Late replication domains in polytene and non-polytene cells of Drosophila melanogaster.

Autor: Elena S Belyaeva, Fedor P Goncharov, Olga V Demakova, Tatyana D Kolesnikova, Lidiya V Boldyreva, Valeriy F Semeshin, Igor F Zhimulev
Jazyk: angličtina
Rok vydání: 2012
Předmět:
Zdroj: PLoS ONE, Vol 7, Iss 1, p e30035 (2012)
Druh dokumentu: article
ISSN: 1932-6203
DOI: 10.1371/journal.pone.0030035
Popis: In D. melanogaster polytene chromosomes, intercalary heterochromatin (IH) appears as large dense bands scattered in euchromatin and comprises clusters of repressed genes. IH displays distinctly low gene density, indicative of their particular regulation. Genes embedded in IH replicate late in the S phase and become underreplicated. We asked whether localization and organization of these late-replicating domains is conserved in a distinct cell type.
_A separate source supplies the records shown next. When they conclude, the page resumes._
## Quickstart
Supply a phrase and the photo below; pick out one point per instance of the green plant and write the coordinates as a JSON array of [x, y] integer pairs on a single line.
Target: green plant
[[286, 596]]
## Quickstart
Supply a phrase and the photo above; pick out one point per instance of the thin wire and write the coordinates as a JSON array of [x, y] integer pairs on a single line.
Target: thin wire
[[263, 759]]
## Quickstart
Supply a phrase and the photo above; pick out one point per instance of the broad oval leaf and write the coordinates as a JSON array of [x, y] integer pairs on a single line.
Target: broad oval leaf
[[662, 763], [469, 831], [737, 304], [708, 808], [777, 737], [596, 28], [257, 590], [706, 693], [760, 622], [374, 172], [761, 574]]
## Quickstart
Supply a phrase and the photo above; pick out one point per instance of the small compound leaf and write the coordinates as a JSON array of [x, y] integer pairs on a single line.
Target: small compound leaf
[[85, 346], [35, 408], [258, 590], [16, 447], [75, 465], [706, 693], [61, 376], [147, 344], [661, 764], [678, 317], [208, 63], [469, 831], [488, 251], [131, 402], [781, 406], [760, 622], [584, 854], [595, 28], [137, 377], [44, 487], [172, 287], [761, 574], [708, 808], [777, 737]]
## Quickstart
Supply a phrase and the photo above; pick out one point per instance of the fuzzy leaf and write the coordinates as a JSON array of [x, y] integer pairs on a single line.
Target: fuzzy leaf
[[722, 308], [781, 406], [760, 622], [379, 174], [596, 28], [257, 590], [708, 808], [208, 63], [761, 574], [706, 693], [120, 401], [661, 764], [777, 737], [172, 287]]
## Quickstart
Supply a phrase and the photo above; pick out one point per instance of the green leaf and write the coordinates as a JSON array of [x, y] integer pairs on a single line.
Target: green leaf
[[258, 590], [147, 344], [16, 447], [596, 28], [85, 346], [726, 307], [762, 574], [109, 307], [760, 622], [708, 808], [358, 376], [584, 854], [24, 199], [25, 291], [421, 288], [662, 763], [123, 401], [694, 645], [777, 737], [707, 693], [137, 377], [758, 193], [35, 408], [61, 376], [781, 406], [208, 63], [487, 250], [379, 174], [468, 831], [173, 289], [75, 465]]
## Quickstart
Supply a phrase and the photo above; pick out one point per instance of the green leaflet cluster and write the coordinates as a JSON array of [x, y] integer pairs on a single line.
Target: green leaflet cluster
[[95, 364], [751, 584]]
Using published comprehensive genome-wide chromatin annotation datasets (modENCODE and others), we compared IH organization in salivary gland cells and in a Kc cell line. We first established the borders of 60 IH regions on a molecular map, these regions containing underreplicated material and encompassing ∼12% of Drosophila genome. We showed that in Kc cells repressed chromatin constituted 97% of the sequences that corresponded to IH bands. This chromatin is depleted for ORC-2 binding and largely replicates late. Differences in replication timing between the cell types analyzed are local and affect only sub-regions but never whole IH bands. As a rule such differentially replicating sub-regions display open chromatin organization, which apparently results from cell-type specific gene expression of underlying genes. We conclude that repressed chromatin organization of IH is generally conserved in polytene and non-polytene cells. Yet, IH domains do not function as transcription- and replication-regulatory units, because differences in transcription and replication between cell types are not domain-wide, rather they are restricted to small "islands" embedded in these domains. IH regions can thus be defined as a special class of domains with low gene density, which have narrow temporal expression patterns, and so displaying relatively conserved organization.